Now, for the window from “aaa” to “aaab”, the previous steps are repeated, and Hash[ a ] becomes -2, and Hash[ b ] becomes -1. - In the next iteration, our window becomes “aaabc”,
HASH[ c ] is decremented, so it becomes 0,
The counter is also decremented.
Here, the counter becomes 0. - counter = 0 indicates that a valid substring (or window) has been found.
While loop starts
Incase of a valid window:
finalLength = end - start + 1. So, finalLength = 4 - 0 + 1 = 5.
Store the starting and ending position of the substring by as finalStart = 0, finalEnd = 4.
Now, we start shrinking the window by incrementing the start pointer.
Window: “aaabc”, HASH[ a ] is incremented by 1, so it becomes -1. HASH[ a ] being negative indicates that the letter ‘a’ in the substring was not useful. So, the counter remains 0. And start is incremented, start = 1.
finalStart = 1, finalEnd = 4, finalLength = 4.
Window: “aabc”, HASH[ a ] becomes 0, (-1 + 1). The counter remains 0, start = 2.
finalStart = 2, finalEnd = 4, finalLength = 3.
Window: “abc”, HASH[ a ] becomes 1, ( 0 + 1 ), this means it is a useful character to us. Thus, the counter becomes 1, start = 3.

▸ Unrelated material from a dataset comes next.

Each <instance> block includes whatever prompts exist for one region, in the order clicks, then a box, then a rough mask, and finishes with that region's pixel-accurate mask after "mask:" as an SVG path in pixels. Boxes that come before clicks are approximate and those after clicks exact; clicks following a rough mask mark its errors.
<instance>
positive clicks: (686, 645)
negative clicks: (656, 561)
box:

The while loop stops. - The end pointer is incremented and it becomes 5, new window = “bca”,
HASH[ S[end] ] i.e. HASH[ a ] becomes 0, counter becomes 0. - Now, again when counter = 0, it indicates that a valid substring (or window) has been found.
Incase of a valid window:
finalLength = end - start + 1, 5 - 3 + 1 = 3.
finalLength remains 3.
finalStart = 2, finalEnd =4. (remains same)

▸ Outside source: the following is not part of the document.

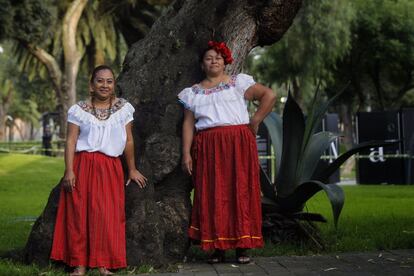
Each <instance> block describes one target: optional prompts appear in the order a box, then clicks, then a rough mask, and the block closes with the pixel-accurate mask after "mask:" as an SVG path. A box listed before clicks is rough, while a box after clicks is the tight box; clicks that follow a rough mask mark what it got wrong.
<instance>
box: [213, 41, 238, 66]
mask: <svg viewBox="0 0 414 276" xmlns="http://www.w3.org/2000/svg"><path fill="white" fill-rule="evenodd" d="M208 48H209V49H214V50H215V51H216V52H217V53H220V54H221V56H222V57H223V59H224V64H231V63H232V62H233V58H232V56H231V51H230V49H229V48H228V47H227V45H226V43H224V42H216V41H212V40H210V41H209V42H208Z"/></svg>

Window: “bca”, HASH[ b ] becomes -1. This being negative was unnecessary; thus, the counter remains 0, start = 4.
Updation: finalStart = 4, finalEnd = 5, finalLength = 2.
Window: “ca”, HASH[ c ] becomes -1. The counter becomes 1, start = 5.
The while loop stops.
- The end pointer is incremented, the main loop ends.
As a part of the summary, we considered substrings:
- “a”, “aa”, “aaa”, “aaab” and “aaabc”.
- “aaabc” contains all the characters of X, i.e., “ac”, now, we removed unnecessary characters.
- Then, we considered the substrings “aabc”, “abc”, “bc”. Note: “abc” is the shortest and valid yet.
- When “bc” came, it was invalid, so we stopped shrinking the string and increment our end pointer.
- In the next step, we considered the substrings “bca”. As “bca” was also valid, we removed unnecessary characters again.
- This time, “ca” was the end result.